Braun Stephen E, Lu Xiaobin V, Wong Fay Eng, Connole Michelle, Qiu Gang, Chen Ziping, Slepushkina Tatiana, Slepushkin Vladimir, Humeau Laurent M, Dropulic Boro, Johnson R Paul
Division of Immunology, New England Primate Research Center, Harvard Medical School, Southborough, MA 01772, USA.
Hum Gene Ther. 2007 Jul;18(7):653-64. doi: 10.1089/hum.2007.003.
In light of findings demonstrating that the macaque TRIM5alpha protein inhibits infection of cells by human immunodeficiency virus (HIV)-1, simian immunodeficiency virus (SIV)-based lentiviral vectors may have distinct advantages over HIV-1 vectors for the transduction of macaque hematopoietic stem cells. We evaluated the ability of an SIV vector (VRX859) encoding an antisense SIV envelope sequence and enhanced green fluorescent protein (GFP) to inhibit viral replication and to transduce rhesus CD34(+) lymphoid progenitor cells. After infection with homologous SIV strains, CD4(+) cell lines transduced with VRX859 exhibited more than 600-fold inhibition of viral replication compared with control cells. Less inhibition was observed with the divergent SIV strain SIVsmE660. Partial inhibition of a chimeric simian-human immunodeficiency virus, which contains an HIV-1 envelope in an SIV backbone, was observed, suggesting that the SIV vector also contributes to viral inhibition independent of the antisense envelope inhibitor. Transduction of rhesus CD34(+) cells with VRX859 at various multiplicities of infection resulted in transduction efficiencies comparable to those obtained with the HIV vector VRX494. However, when we evaluated transduction of rhesus T lymphocyte progenitors by examining GFP expression in CD4(+) T cells derived from transduced CD34(+) cells, we observed more efficient transduction with the SIV-based vector. GFP(+)CD4(+) T cells derived from VRX859-transduced CD34(+) cells strongly inhibited SIVmac239 replication as compared with control CD4(+) T cells. The ability of this SIV-based vector to mediate potent inhibition of SIV replication, coupled with its efficient transduction of rhesus hematopoietic progenitor cells, make it an important candidate for proof-of-principle experiments of stem cell gene therapy in the SIV-macaque model.

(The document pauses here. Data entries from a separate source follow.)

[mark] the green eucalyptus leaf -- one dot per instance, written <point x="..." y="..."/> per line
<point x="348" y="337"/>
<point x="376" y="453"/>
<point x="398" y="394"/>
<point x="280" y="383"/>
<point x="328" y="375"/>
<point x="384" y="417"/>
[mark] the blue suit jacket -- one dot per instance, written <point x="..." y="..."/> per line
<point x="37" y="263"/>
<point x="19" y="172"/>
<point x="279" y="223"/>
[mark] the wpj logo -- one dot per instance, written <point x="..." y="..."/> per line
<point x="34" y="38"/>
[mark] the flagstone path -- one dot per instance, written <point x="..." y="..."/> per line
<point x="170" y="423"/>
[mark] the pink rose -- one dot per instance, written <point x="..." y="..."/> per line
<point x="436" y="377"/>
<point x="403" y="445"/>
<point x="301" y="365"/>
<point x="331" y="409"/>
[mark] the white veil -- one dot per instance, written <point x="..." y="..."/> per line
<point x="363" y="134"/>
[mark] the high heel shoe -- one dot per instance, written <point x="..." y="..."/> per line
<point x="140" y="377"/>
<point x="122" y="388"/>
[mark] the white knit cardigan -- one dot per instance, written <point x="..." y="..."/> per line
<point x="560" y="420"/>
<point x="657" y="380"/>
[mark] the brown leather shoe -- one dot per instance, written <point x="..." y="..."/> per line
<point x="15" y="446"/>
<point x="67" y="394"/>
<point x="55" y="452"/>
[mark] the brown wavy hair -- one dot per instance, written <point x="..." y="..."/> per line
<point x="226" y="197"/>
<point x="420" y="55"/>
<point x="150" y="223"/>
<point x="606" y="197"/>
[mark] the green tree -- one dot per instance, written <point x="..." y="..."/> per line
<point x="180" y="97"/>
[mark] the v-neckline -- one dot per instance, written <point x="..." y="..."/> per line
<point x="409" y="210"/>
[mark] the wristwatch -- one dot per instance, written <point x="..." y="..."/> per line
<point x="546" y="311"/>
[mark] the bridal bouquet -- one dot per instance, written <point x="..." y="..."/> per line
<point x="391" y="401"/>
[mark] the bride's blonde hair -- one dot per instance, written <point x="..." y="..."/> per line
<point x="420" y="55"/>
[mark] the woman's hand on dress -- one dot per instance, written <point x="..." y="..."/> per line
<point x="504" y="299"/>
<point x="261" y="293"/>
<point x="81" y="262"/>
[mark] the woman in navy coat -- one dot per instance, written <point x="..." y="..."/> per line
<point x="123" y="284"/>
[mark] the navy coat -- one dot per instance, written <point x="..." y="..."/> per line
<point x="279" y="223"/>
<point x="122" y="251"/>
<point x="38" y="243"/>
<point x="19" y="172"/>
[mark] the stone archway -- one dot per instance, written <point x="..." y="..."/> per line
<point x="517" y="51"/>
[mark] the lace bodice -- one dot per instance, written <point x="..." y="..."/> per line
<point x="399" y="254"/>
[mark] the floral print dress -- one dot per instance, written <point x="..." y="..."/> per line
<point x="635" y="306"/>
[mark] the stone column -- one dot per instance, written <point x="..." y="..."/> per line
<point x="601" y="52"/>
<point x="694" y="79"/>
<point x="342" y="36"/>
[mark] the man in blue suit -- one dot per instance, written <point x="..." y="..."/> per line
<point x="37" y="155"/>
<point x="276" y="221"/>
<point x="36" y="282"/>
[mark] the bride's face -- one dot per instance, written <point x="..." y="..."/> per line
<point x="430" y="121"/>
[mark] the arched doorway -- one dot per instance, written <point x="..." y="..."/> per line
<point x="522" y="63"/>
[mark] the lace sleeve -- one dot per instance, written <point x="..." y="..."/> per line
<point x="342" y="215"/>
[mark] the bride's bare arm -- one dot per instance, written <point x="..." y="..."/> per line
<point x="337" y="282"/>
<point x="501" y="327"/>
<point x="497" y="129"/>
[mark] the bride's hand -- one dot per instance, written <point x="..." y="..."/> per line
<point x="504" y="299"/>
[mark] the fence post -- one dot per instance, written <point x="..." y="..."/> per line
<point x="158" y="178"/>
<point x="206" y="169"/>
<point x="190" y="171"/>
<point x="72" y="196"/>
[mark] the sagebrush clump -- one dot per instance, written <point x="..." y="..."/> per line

鉴于有研究结果表明猕猴TRIM5α蛋白可抑制人类免疫缺陷病毒(HIV)-1对细胞的感染,基于猿猴免疫缺陷病毒(SIV)的慢病毒载体在转导猕猴造血干细胞方面可能比HIV-1载体具有明显优势。我们评估了一种编码反义SIV包膜序列和增强型绿色荧光蛋白(GFP)的SIV载体(VRX859)抑制病毒复制以及转导恒河猴CD34(+)淋巴祖细胞的能力。在用同源SIV毒株感染后,与对照细胞相比,用VRX859转导的CD4(+)细胞系对病毒复制的抑制作用超过600倍。对于不同的SIV毒株SIVsmE660,观察到的抑制作用较小。观察到对一种嵌合型猿猴-人类免疫缺陷病毒(其在SIV骨架中含有HIV-1包膜)有部分抑制作用,这表明SIV载体也有助于独立于反义包膜抑制剂的病毒抑制作用。在不同感染复数下用VRX859转导恒河猴CD34(+)细胞,其转导效率与用HIV载体VRX494获得的转导效率相当。然而,当我们通过检测源自转导的CD34(+)细胞的CD4(+)T细胞中的GFP表达来评估恒河猴T淋巴细胞祖细胞的转导情况时,我们观察到基于SIV的载体转导效率更高。与对照CD4(+)T细胞相比,源自VRX859转导的CD34(+)细胞的GFP(+)CD4(+)T细胞强烈抑制SIVmac239复制。这种基于SIV的载体介导对SIV复制的有效抑制的能力,再加上其对恒河猴造血祖细胞的高效转导,使其成为SIV-猕猴模型中干细胞基因治疗原理验证实验的重要候选者。